We left at 4 a.m. so as to get good sunrise pictures near the summit of this peak. As we climbed one of our team members fell when his skins lost their purchase on the icy slope sending him spinning 300M to the bottom of the slope nearly hitting the trees. Laughing in relief, as we heard him yell from below “I’m OK boss!”, another skier went down – this time right in front of me. I couldn’t move out of the way fast enough and before I knew it I was riding down the mountain on the world’s blindest man. I set my edges and we came to a stop. Breathing a sigh of relief I hear a shout “Get off me!” To which I reply, “Oh I’m sorry. You knocked me down and I saved your life, next time I will be more careful and get out of your way and let you slide to the bottom too.” We made it up the hill and as the sun came up so did the clouds and the winds. I pulled out my compass to get a bearing on where the true summit may be and we all headed into the 65mph winds and whiteout.

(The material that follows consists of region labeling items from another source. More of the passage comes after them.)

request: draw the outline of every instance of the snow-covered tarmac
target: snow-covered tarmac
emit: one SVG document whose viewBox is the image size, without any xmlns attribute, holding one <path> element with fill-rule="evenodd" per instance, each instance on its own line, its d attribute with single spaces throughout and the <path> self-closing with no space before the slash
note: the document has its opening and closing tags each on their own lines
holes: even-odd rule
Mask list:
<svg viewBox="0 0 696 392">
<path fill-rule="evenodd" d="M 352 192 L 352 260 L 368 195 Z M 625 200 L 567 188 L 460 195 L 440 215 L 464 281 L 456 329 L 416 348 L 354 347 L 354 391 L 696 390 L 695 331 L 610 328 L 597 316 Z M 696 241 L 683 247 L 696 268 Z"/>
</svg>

After a bit of guesswork/teamwork we stood on top of that icy summit at 8:30 a.m. making this a momentous occasion in mountaineering’s history.

Mike Brown froze his hands trying to film the event as the rest of us sipped on champagne and cheered the moment. A brief windy celebration and then a nice ski down to a wonderful “breaky” at the resort. The trip ended with a great time at Brighton beach and Erik on Australian Television telling the world how he had saved my life when he fell and was sliding down the treacherous icy slopes in the dark. I am thankful for his ability to hone in on sounds like a bat and the courage it took to risk his life for mine as well as his ability to get the facts mixed up. As much as we kid, I am thankful to God for the opportunities we have in the mountains together and I am thankful for the friendship we share which is built upon trust, respect and a willingness to try what the world tells us is crazy. Giving others the courage to get out and try to break down some of the barriers in their own lives is not something we set out to do, but comes as a great result of what we have been able to do. Why not take a chance today on something you have been dreaming of all of your yesterdays?